Alla scoperta di Marco Pedroni, il centravanti della Cremonese

Nasce a Rho, a mezz’ora di macchina da Milano, e il calcio non doveva essere il suo sport. Questa è la storia di Marco Pedroni, punta centrale in forza alla Cremonese, che sta trascinando la formazione lombarda verso il sogno Play-Off. Già, avete letto bene, non ha cominciato da subito con il calcio, dato che fino all’età di 8 anni non aveva mai messo gli scarpini e calpestato quel prato verde, preferendo il nuoto alla sfera di cuoio. Poi cambia idea, e il sogno di diventare calciatore l’ha convinto a iscriversi alla scuola calcio Fansport Pero Calcio.

Nella sua prima squadra ha trascorso quattro stagioni, vissute senza pressione e con tanta spensieratezza. Il suo primo ruolo è difensore, ma col passare delle annate si iniziano a intravedere doti da finalizzatore che convincono tutti a farlo giocare più vicino possibile alla porta. Queste doti convinco gli osservatori dell’Accademia Inter, una delle società satellite dell’F.C Internazionale, a portarlo a Milano dove passa delle stagioni fantastiche, togliendosi grandi soddisfazioni personali, come il premio di miglior giocatore alla Ghotia Cup, e di squadra, come la vittoria nel campionato regionale e il buon percorso nelle finali nazionali.

Nel frattempo si inizia a delineare il tipo di giocatore che sarebbe diventato Marco, cresce molto fisicamente e sviluppa una buona tecnica di base accompagnata da un’ottima velocità di esecuzione. Con queste caratteristiche e le ottime stagioni all’Accademia l’attaccante di Rho si guadagna la chiamata dell’Inter che accetta nonostante la fede juventina.

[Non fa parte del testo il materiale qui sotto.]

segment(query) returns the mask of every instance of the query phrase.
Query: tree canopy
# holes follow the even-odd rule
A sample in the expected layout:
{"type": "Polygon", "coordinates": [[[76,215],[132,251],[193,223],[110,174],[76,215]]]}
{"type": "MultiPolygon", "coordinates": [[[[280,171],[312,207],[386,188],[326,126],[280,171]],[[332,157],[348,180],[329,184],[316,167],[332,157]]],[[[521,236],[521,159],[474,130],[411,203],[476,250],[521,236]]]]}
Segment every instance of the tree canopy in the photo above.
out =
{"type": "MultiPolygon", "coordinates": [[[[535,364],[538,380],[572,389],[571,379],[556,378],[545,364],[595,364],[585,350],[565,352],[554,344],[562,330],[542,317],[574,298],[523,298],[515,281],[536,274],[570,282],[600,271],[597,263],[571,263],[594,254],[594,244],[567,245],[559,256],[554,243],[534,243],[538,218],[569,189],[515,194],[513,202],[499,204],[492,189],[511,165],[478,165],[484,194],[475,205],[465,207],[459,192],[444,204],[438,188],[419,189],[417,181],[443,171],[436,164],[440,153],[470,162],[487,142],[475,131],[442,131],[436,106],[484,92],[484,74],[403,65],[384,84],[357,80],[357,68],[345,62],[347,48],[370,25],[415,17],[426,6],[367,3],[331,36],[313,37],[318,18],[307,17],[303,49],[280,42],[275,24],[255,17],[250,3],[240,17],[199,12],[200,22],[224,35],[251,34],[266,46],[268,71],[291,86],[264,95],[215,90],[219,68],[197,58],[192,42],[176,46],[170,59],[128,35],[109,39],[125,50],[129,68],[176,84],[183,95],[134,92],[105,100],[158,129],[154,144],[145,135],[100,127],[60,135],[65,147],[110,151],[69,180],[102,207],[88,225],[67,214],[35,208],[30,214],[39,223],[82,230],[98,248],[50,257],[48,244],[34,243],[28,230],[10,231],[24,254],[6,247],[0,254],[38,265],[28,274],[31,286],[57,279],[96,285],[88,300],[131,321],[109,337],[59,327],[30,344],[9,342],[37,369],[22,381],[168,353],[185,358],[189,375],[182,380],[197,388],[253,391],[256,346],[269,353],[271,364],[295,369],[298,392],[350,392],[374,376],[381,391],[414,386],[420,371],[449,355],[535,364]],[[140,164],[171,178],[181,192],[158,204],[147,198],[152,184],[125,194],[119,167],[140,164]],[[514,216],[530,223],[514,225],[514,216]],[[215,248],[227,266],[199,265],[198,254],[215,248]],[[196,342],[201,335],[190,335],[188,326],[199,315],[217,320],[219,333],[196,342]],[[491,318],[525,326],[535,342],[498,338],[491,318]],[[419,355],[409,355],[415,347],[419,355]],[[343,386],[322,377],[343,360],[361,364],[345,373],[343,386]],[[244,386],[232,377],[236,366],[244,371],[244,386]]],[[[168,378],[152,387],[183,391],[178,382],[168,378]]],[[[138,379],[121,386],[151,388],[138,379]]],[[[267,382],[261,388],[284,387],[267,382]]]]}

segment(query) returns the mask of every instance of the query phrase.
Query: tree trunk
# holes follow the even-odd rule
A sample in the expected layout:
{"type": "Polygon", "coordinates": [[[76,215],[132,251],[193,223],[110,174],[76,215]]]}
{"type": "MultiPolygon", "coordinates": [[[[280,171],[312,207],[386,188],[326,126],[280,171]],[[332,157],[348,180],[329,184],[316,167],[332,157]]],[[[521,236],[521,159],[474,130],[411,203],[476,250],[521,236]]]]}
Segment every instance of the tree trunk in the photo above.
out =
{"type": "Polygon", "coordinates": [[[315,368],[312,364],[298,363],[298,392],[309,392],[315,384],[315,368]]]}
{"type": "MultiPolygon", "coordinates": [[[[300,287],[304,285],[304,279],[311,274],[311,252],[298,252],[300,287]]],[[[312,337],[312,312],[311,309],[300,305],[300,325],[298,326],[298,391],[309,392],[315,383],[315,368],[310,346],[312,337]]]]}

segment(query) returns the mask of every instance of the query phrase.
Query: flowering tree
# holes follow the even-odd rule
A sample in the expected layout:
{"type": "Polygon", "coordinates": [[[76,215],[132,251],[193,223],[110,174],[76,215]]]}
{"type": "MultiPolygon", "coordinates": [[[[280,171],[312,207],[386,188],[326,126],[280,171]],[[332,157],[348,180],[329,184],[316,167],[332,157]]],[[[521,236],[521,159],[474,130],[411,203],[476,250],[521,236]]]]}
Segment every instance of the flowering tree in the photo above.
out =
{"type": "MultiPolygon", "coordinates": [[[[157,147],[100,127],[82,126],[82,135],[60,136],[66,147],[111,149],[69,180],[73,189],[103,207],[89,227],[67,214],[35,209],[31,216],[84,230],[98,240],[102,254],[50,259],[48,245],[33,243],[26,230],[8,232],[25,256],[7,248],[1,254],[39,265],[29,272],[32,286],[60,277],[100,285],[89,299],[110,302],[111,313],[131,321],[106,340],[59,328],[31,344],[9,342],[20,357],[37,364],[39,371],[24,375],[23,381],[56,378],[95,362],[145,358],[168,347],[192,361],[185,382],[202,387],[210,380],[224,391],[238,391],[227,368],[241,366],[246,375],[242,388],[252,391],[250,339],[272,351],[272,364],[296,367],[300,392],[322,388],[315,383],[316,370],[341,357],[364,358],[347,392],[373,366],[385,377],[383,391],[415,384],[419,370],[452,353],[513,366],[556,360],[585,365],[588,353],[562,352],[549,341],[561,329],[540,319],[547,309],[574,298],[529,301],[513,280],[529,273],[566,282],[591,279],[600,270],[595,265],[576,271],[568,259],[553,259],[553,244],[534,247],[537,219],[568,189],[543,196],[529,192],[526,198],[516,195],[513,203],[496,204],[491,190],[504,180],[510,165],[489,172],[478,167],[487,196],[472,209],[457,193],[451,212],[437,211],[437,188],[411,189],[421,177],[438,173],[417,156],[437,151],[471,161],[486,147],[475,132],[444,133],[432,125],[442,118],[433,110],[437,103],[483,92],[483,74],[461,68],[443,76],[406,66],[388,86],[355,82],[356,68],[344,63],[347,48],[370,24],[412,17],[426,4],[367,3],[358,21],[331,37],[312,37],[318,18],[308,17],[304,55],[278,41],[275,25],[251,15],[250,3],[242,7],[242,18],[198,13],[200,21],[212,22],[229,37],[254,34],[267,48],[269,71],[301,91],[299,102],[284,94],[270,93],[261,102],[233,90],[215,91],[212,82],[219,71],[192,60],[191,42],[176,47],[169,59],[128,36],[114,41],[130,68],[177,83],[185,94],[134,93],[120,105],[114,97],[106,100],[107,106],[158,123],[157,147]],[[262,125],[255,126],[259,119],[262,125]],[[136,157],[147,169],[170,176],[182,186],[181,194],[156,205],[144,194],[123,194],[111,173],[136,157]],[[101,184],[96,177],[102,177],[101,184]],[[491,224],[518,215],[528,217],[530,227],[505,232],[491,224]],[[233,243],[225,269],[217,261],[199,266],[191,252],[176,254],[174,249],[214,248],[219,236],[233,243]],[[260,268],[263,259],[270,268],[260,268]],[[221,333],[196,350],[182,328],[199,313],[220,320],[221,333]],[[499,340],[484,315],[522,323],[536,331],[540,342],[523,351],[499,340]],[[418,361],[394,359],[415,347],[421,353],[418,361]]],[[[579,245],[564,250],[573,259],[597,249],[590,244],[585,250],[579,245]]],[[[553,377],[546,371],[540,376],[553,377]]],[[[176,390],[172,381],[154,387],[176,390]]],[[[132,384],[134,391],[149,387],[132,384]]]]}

Però la spietata concorrenza e l’inevitabile pressione fanno sì che Marco ci metta parecchio tempo ad ambientarsi e così a giugno il bilancio della stagione non è esattamente positivo, con pochi minuti i giocati e pochissimi gol. Allora Marco, in comune accordo con la società, capisce che è il momento di provare una nuova esperienza altrove e dopo poco alla porta dei dirigenti nerazzurri bussa il Chievo Verona con un’offerta di prestito per un anno. Marco ci pensa molto perché questo trasferimento comporterebbe cambiare scuola, amici e allontanarsi dalla famiglia a cui è molto legato ma alla fine si convince e inizia la sua prima stagione di Primavera con la maglia gialloblu.

A Verona le cose vanno meglio che a Milano, ma la stagione non è indimenticabile con 13 partite, 3 gol e la manifestazione di un talento pronto a fare il salto di qualità ma a cui manca ancora qualcosa per consacrarsi. Umanamente, invece, è un’avventura molto importante per Marco che, con la maturità che lo contraddistingue, decide di continuare il percorso scolastico: crede fortemente nell’importanza dell’istruzione a prescindere dal futuro che gli aspetta.

A fine stagione torna a Milano sapendo già che le possibilità di permanenza nel club nerazzurro sarebbero state poche, ma inizia comunque la preparazione con l’Inter riuscendo anche ad allenarsi con i giocatori della prima squadra. Dopo qualche allenamento però arriva un’offerta di trasferimento dalla Cremonese, squadra che avrebbe iniziato a settembre il campionato Primavera 2. Marco vuole solo giocare con continuità per dimostrare il suo vero valore e così accoglie la proposta, traslocando nuovamente.

Arriva convinto di avere tutte le carte in regola per poter giocare titolare e infatti viene subito schierato da titolare nella prima partita contro il Venezia e, da buon centravanti, non si fa scappare l’occasione e sigla l’assist che permette alla Cremonese di pareggiare. Da quel momento in poi non esce più dalle rotazioni di Mister Lucchini e continua quella che è sicuramente l’annata più positiva della sua carriera con 8 gol e 1 assist in 18 partite giocate. Non si limita a mettersi in luce solo con la Primavera ma accoglie con piacere anche qualche chiamata di Mister Rastelli per scendere in campo in allenamento con la prima squadra e imparare da quelli che un giorno potrebbero essere i suoi compagni.